Files

Rick McEwen ddccf653d2 Initial commit: Logo detection test framework

Add DETR+CLIP based logo detection library and test framework:
- DetectLogosDETR class for logo detection and matching
- Test script with margin-based and multi-ref matching methods
- Data preparation script for test database
- Documentation for API usage and test methodology

2025-12-31 10:42:36 -05:00

9.2 KiB

Raw Blame History

DetectLogosDETR Class Usage Guide

Overview

The DetectLogosDETR class provides logo detection using:

DETR (DEtection TRansformer) for initial logo region detection
CLIP (Contrastive Language-Image Pre-training) for feature embeddings and matching

Key Features

1. Constructor - Initializes models with CUDA support

from scan_utils.logo_detection_detr import DetectLogosDETR

detector = DetectLogosDETR(logger, detr_threshold=0.5)

Automatically detects and uses CUDA if available
Loads DETR for logo region detection
Loads CLIP for feature embeddings
detr_threshold: Confidence threshold for DETR detections (0-1, default: 0.5)

2. Main Detection Methods

`detect(image)` - Detect logos and return embeddings

detections = detector.detect(opencv_image)
# Returns: [{'box': {...}, 'score': 0.95, 'embedding': tensor, 'label': 'logo'}, ...]

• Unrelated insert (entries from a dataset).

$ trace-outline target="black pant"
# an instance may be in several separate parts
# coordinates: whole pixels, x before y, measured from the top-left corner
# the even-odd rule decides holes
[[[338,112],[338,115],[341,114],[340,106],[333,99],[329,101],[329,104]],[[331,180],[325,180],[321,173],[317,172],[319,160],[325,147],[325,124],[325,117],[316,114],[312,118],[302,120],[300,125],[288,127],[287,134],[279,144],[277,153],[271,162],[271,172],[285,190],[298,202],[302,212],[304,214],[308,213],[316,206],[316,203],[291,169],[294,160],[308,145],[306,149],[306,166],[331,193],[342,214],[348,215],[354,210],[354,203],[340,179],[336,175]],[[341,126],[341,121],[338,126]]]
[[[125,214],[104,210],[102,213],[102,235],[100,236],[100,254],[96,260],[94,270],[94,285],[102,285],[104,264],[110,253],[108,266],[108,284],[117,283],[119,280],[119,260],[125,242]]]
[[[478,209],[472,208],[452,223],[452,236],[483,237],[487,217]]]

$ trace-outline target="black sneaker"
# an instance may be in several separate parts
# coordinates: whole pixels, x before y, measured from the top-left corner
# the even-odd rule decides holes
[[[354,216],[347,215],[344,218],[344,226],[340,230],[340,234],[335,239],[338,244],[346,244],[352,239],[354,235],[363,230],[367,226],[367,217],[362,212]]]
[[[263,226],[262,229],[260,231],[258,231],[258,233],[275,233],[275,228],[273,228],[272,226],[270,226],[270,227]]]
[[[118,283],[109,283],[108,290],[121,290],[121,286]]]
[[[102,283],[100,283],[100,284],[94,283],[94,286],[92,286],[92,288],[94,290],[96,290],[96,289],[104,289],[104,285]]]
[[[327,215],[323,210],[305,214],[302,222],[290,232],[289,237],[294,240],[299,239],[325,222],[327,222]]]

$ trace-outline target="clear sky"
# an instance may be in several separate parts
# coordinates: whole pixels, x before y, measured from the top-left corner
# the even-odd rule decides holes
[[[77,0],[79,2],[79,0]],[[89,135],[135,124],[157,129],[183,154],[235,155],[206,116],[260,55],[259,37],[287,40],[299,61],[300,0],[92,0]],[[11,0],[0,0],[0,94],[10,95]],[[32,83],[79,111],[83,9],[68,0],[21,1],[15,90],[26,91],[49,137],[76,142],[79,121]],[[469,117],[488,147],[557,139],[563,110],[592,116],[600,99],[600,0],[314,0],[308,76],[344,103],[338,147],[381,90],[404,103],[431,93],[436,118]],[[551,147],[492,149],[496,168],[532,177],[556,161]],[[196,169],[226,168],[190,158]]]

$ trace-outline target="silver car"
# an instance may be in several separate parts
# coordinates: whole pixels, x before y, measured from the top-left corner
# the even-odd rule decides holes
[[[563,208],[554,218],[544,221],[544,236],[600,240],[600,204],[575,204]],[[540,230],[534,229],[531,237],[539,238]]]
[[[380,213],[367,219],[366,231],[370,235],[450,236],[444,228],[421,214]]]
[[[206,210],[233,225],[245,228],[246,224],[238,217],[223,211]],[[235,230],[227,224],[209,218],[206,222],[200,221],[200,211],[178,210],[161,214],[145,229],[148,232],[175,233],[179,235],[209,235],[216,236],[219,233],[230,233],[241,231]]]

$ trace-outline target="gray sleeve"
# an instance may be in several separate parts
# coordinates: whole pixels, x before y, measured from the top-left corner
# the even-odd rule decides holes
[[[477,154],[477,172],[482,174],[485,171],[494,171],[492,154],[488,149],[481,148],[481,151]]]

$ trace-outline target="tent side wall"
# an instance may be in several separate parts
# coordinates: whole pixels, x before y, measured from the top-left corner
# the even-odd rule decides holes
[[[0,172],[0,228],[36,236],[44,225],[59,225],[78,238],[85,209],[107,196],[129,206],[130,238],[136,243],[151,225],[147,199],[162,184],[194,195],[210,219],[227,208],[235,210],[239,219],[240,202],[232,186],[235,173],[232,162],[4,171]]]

Returns a list of dictionaries, each containing:

box: Dictionary with xmin, ymin, xmax, ymax (pixel coordinates)
score: DETR confidence score (float 0-1)
embedding: CLIP feature embedding (torch.Tensor)
label: DETR predicted label (string)

`get_embedding(image)` - Get embedding for reference logos

embedding = detector.get_embedding(reference_logo_image)
# For caching reference logo embeddings

Takes OpenCV image (BGR format)
Returns normalized CLIP embedding (torch.Tensor, shape: [1, 512])
Used to compute embeddings for reference logos that will be cached

`compare_embeddings(emb1, emb2)` - Compute cosine similarity

similarity = detector.compare_embeddings(detected_emb, reference_emb)
# Returns: float (0-1, higher = more similar)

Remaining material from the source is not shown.